The case has shaken the world of professional poker by accusing one of its most charismatic young stars of cheating a major resort and casino operator out of millions of dollars worth of winnings. The game in question took place on Aug. 20-21 at Crockfords, one of London’s oldest and most respected casinos.

The accusation was made public in April when Ivey filed a claim against the Genting Group in London’s High Court. Ivey’s lawyers claim that the casino refused to pay Ivey his winnings after playing baccarat at Crockfords, part of the Genting Group.

The casino’s legal representation responded in court Tuesday by accusing Ivey of cheating, saying that his winnings were invalid because they were “based upon illegal acts.”

Ivey’s lawyers issued a statement on Wednesday that denied any misconduct on his part.

The statement said, “The fact that I have issued a lawsuit in the face of what they are alleging says everything about how comfortable I am with my conduct and the validity of my win. Any allegations of wrongdoing by Crockfords are denied by me in the very strongest of terms.”

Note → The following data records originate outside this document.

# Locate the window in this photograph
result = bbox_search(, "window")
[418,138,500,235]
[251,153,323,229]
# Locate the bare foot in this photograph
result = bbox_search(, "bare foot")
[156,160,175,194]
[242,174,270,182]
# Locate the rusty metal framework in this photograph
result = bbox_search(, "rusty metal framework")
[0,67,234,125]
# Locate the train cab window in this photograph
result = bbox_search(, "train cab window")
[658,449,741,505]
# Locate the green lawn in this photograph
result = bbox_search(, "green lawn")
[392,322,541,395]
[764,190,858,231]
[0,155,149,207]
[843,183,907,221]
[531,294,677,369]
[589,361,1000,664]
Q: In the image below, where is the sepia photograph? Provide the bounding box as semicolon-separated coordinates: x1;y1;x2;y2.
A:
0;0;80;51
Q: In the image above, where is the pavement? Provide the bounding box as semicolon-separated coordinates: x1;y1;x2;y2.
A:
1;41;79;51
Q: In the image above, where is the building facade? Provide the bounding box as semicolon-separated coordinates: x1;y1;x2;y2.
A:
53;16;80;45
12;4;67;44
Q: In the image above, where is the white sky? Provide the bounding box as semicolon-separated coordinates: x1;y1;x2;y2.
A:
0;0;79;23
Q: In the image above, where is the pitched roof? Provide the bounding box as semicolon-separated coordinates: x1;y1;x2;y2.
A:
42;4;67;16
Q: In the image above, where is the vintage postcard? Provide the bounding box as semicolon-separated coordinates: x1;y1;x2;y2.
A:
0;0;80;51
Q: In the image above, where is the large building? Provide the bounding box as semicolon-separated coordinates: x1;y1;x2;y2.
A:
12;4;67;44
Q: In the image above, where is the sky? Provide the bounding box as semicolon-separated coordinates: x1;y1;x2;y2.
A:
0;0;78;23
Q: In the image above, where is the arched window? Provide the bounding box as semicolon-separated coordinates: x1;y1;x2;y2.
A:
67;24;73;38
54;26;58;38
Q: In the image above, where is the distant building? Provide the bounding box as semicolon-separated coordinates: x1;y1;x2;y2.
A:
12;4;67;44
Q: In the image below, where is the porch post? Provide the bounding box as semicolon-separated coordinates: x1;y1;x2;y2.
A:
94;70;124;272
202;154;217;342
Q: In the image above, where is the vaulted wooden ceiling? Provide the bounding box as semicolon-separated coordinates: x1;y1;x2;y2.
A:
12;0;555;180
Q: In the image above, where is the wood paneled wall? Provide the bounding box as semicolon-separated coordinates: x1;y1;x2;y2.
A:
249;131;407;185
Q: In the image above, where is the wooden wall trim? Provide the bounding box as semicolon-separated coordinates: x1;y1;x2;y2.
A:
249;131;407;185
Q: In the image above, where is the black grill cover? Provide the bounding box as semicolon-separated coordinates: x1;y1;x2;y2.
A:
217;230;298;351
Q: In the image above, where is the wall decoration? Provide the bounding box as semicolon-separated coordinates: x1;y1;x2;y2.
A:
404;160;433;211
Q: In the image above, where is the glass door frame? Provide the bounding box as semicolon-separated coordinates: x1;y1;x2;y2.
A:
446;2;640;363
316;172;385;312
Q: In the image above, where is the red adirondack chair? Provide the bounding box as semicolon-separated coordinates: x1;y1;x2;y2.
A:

The 37 year old poker professional has had a fantastically successful run. He has won numerous World Series of Poker Championship bracelets. The charismatic Ivey has attracted a huge fan base and he has been active with several charities since winning millions of dollars at poker.

The court papers submitted by the Genting Group casino said that Ivey’s “illegal acts” voided his claimed winnings. It has been alleged that he had a “significant advantage” over the casino by using improper means to determine whether the first card being dealt in the baccarat hands would be a powerful or weak one, allowing him to place his bets accordingly.

The court papers explain that Punto Banco Baccarat is played with six or eight decks of cards placed in what is called a dealing “shoe.” The goal in each hand, which consists of two or three cards, is to get closest to nine — the best first cards are a 7, 8 or 9 since a 10 or a picture card counts as zero.

Players can bet that they will win, that the bank will win, or that the hand will be a tie.

The casino alleges that Ivey and his accomplice, after some trial and error, found a “shoe” that contained decks of cards with an asymmetrical design. The two were then able to convince the dealer, after cards were revealed, to turn the card either sideways or end over end. The staff were not suspicious because the accomplice, who spoke Cantonese with the dealers, acted like she was just superstitious and only changing the way the cards lay for good luck.

It was this action, the casino claims, that caused the dealer to inadvertently sort the cards so that 7, 8 and 9 cards were distinguishable from others. Ivey sustained his success by asking that the cards be shuffled automatically by a machine, which meant the way the cards were arranged was not altered as the game progressed.

The casino also alleges that Ivey specifically asked for an Asian dealer so his accomplice could communicate with the dealer in a language not understood by the rest of the casino staff.